A
seção "Direito Internacional em Foco" é produzida por alunos do 3°
período do Curso de Relações Internacionais da UNICURITIBA, com a
orientação da professora de Direito Internacional Público, Msc. Michele
Hastreiter, e a supervisão do monitor da disciplina, Gabriel Thomas
Dotta. As opiniões relatadas no texto pertencem aos seus autores e não
refletem o posicionamento da instituição.
O Caso de Yerodia (RDC v. Bélgica) e a Imunidade no Direito
Internacional
Francielly S. Costa e Luis
Gabriel D. Brito
Abdoulaye Yerodia Ndombasi foi o Ministro das Relações Exteriores
da República Democrática do Congo (RDC) entre 1999 e 2000. Foi acusado em uma
Corte belga de incitar ódio racial, chegando a supostamente incitar publicamente
a população congolesa a atacar pessoas da etnia tutsi residentes em Ruanda. Seu
caso discute uma importante questão do direito internacional: a imunidade e
inviolabilidade de representantes de Estado.

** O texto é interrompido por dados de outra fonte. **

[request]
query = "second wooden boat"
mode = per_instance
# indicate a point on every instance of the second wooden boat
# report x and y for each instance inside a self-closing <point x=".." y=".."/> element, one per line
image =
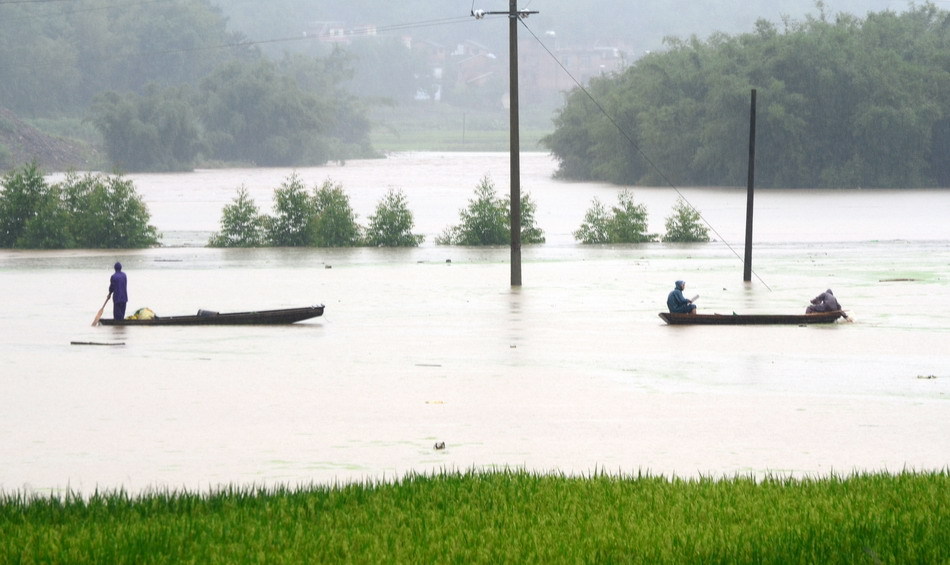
<point x="206" y="318"/>
<point x="744" y="319"/>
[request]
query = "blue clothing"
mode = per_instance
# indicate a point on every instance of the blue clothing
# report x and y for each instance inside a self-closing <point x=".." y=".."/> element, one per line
<point x="118" y="289"/>
<point x="679" y="304"/>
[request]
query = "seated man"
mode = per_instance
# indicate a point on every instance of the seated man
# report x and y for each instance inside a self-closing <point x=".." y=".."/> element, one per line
<point x="824" y="302"/>
<point x="678" y="303"/>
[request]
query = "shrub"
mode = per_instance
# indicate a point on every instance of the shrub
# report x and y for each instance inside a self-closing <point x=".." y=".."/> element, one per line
<point x="625" y="223"/>
<point x="486" y="220"/>
<point x="684" y="225"/>
<point x="391" y="225"/>
<point x="88" y="211"/>
<point x="293" y="212"/>
<point x="22" y="191"/>
<point x="333" y="222"/>
<point x="594" y="227"/>
<point x="242" y="224"/>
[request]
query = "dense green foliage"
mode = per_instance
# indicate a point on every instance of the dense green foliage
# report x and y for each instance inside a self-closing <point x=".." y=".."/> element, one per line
<point x="501" y="517"/>
<point x="392" y="222"/>
<point x="624" y="223"/>
<point x="487" y="220"/>
<point x="82" y="211"/>
<point x="333" y="221"/>
<point x="845" y="103"/>
<point x="321" y="218"/>
<point x="685" y="225"/>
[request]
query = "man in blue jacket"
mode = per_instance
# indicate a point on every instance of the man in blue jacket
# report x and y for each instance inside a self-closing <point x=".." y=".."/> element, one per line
<point x="118" y="284"/>
<point x="678" y="303"/>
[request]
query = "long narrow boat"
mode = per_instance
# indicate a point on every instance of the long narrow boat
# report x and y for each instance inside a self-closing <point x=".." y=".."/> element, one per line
<point x="743" y="319"/>
<point x="206" y="318"/>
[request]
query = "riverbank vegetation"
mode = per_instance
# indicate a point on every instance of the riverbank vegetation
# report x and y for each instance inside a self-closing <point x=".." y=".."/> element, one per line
<point x="498" y="517"/>
<point x="486" y="220"/>
<point x="88" y="211"/>
<point x="322" y="217"/>
<point x="841" y="102"/>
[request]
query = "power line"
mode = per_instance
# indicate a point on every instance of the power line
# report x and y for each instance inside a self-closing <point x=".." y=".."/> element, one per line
<point x="634" y="144"/>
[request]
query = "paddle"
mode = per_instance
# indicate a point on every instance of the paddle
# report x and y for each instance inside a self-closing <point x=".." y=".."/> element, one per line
<point x="95" y="322"/>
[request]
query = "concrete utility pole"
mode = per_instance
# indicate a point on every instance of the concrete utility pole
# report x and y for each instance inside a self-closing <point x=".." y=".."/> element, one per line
<point x="515" y="142"/>
<point x="750" y="195"/>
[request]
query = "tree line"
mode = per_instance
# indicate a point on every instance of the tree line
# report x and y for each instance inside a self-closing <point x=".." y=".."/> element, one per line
<point x="99" y="211"/>
<point x="166" y="86"/>
<point x="848" y="102"/>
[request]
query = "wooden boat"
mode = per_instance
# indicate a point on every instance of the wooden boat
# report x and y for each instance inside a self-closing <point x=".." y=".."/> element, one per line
<point x="208" y="318"/>
<point x="743" y="319"/>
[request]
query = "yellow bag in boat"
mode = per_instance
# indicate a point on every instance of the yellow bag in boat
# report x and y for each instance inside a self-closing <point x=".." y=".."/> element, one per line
<point x="142" y="314"/>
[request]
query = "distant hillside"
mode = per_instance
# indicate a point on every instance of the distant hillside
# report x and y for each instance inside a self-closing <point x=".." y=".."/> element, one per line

Em abril de 2000, o Ministro Yerodia, ainda em
exercício de seu cargo, foi
sujeito a um mandado de prisão de um Magistrado Belga, veiculado a todos os Estados, incluindo a RDC, através da
lista da Interpol. O mandado pedia por sua prisão e extradição à Bélgica, onde
seria julgado, e baseava-se na acusação de coautoria de
crimes que infringiam as convenções de Genebra de 1949 e seus protocolos
adicionais, relativos a crimes de guerra, assim como de crimes contra a
humanidade, por conta de seus atos na RDC.

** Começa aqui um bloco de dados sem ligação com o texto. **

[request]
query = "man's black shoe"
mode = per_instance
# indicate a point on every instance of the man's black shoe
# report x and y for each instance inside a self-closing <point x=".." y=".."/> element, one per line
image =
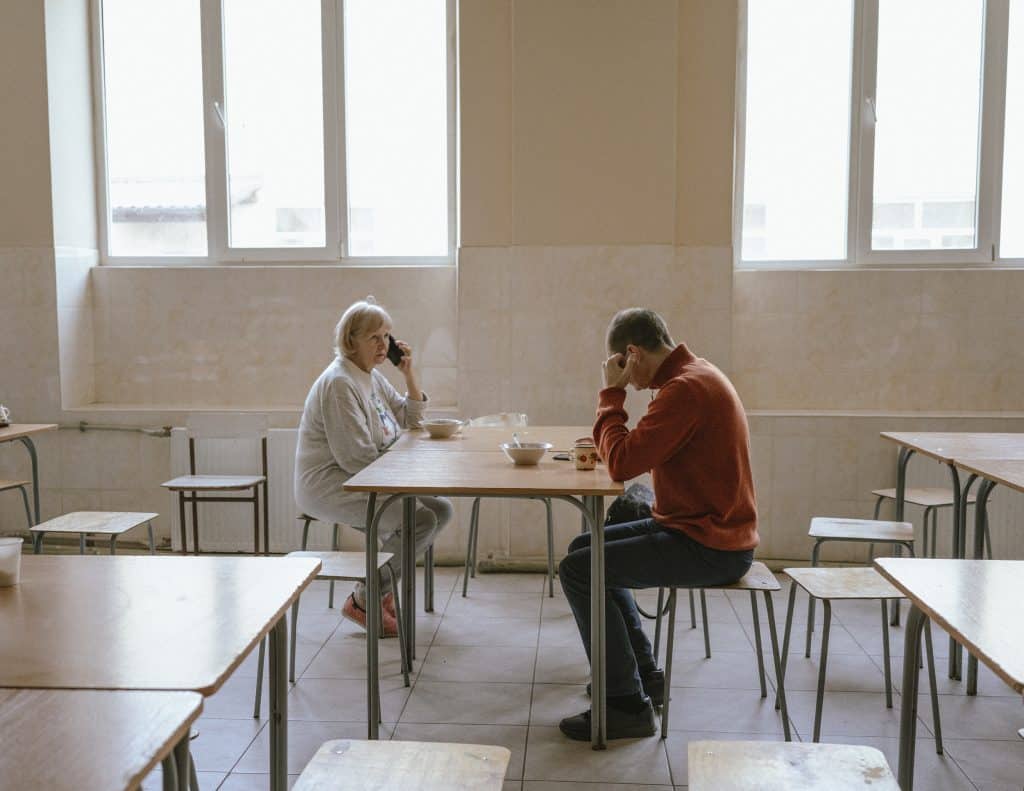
<point x="622" y="724"/>
<point x="653" y="685"/>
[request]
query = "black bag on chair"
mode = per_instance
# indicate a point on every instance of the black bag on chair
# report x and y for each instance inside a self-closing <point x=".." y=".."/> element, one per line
<point x="633" y="505"/>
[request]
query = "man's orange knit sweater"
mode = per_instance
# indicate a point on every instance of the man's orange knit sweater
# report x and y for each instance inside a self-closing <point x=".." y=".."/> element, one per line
<point x="695" y="443"/>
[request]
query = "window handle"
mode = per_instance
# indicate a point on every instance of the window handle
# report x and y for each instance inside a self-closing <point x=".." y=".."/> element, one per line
<point x="219" y="111"/>
<point x="869" y="100"/>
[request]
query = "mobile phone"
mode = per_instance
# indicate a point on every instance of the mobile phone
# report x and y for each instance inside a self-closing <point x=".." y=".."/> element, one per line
<point x="393" y="352"/>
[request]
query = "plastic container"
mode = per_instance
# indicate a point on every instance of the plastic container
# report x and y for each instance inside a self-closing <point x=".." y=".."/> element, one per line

A atitude belga foi fundamentada no
princípio da jurisdição universal, segundo a qual algumas normas internacionais
são erga omnes, dirigidas a e
intituladas por toda a comunidade mundial, implicando que qualquer Estado possa
reivindicar jurisdição sobre determinado indivíduo independentemente de onde o
crime foi cometido, se este for notório em gravidade. Dessa forma,
reivindicando a Bélgica jurisdição mesmo por crimes cometidos sob jurisdição
territorial do outro Estado.
Este princípio foi reconhecido
fortemente no Caso Pinochet, divisor
de águas no Direito Internacional, em que o ex-presidente chileno foi submetido
a pedido de prisão de Magistrado Espanhol relativamente a crimes cometidos durante
sua ditadura no Chile, especialmente tortura, e preso por conta deste na
Inglaterra. Na questão Yerodia, no entanto, a situação esbarrou em outro
princípio do Direito Internacional: o da imunidade diplomática de oficiais em
exercício de função. Por isso, a RDC instituiu, em novembro de 2000, procedimentos
contra o Reino da Bélgica na Corte Internacional de Justiça.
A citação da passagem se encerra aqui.